- Also known as: Myer Alexander
- Born: Myer Goodhue Alexander July 2, 1910 Seattle, U.S.
- Died: December 23, 1989 (aged 79) Whidbey Island, Washington, U.S.
- Occupations: Conductor; arranger; composer;
- Instrument: Piano

= Jeff Alexander =

American conductor, arranger, and composer (1910–1989)

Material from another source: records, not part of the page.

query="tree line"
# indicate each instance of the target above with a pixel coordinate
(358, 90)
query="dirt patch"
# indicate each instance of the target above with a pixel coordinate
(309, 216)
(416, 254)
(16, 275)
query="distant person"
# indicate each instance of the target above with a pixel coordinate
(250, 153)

Jeff Alexander (born Myer Goodhue Alexander; July 2, 1910 – December 23, 1989) was an American conductor, arranger, and composer of film, radio and television scores.

==Early life==
Born in Seattle, Washington, Alexander began performing in his teens as a singer and dancer in vaudeville productions. He then began playing piano and composing big band music.

==Radio==
In 1937, he moved to New York City, where he arranged and composed music for radio programs, including Benny Goodman's Camel Caravan (as "Myer Alexander"), "The Lucky Strike Show" and "Amos 'n' Andy". He directed the orchestra for Songs of George Byron, Arthur's Place, Thirty Minutes to Play, The Bill Goodwin Show, and the Borden Show.

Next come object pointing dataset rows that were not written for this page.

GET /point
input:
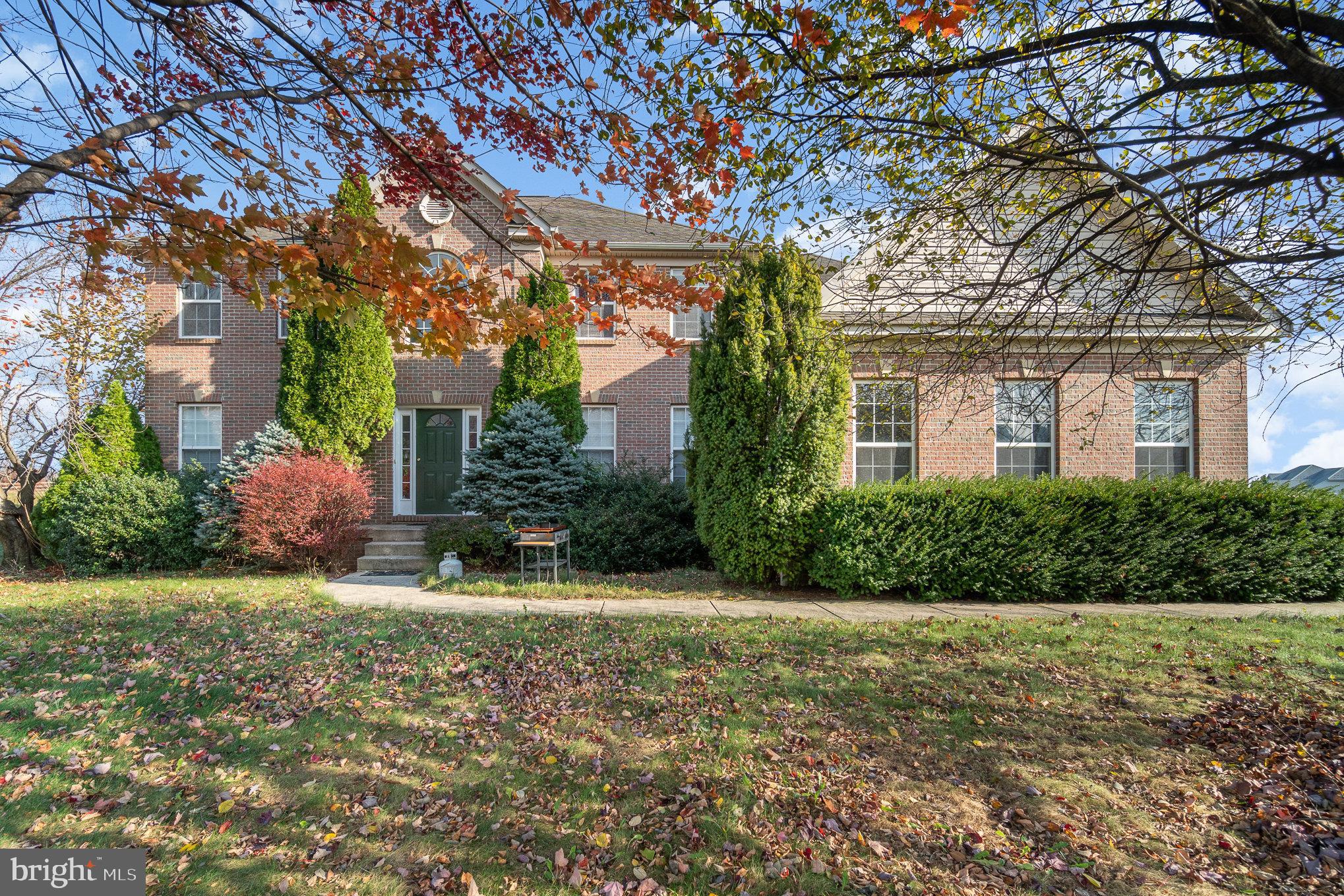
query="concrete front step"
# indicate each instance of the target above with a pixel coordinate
(397, 532)
(393, 549)
(394, 563)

He directed the chorus for The Star Theater, Great Moments in Music and (billed as Myer Alexander) the Goodman program. His Goodman group was called "the world's only Swing Chorus".

==Career==
===Film===

In 1947, he moved to Los Angeles and began writing film and, later, television scores. His first film project was the score for Shall We Dance, and he scored many of Elvis Presley's films, including Jailhouse Rock (1957), Kid Galahad (1962), Double Trouble (1967), Clambake (1967) and Speedway (1968). He also composed the scores to over 30 films, including The Tender Trap (1955), Ransom! (1956), The Wings of Eagles (1957), The Sheepman (1958), Party Girl (1958), Ask Any Girl (1959), The Mating Game (1959), The Gazebo (1959), All the Fine Young Cannibals (1960), The George Raft Story (1961), The Rounders (1965), Day of the Evil Gun (1968), Support Your Local Sheriff! (1969) and Dirty Dingus Magee (1970).

===Television===
Alexander's many television credits include being musical director for Please Don't Eat the Daisies and music for Family Affair, My Three Sons, The Mothers-In-Law, Julia, and Columbo. He wrote the song "Come Wander With Me" for an episode of The Twilight Zone in 1964; it was later used in the 2003 film The Brown Bunny.

===Compositions===
Although credited to Axel Stordahl, it was Alexander who arranged "The House I Live In" for Frank Sinatra, recorded in 1945. In 1956, Alexander contributed the tone poems "Yellow" and "Brown" to the album Frank Sinatra Conducts Tone Poems of Color. He also composed a symphony and other classical pieces.

==Other==
In 1944, Alexander and Lyn Murray, along with business manager Eugene Loewenthal, formed Murray-Alexander Associates in New York City. The business provided vocal groups, orchestras, and arrangements.

Alexander was a founder of the organization Screen Composers of America.

==Death==
Alexander died of cancer, aged 79, at his home in Whidbey Island, Washington on December 23, 1989. He was survived by his daughter, Jill.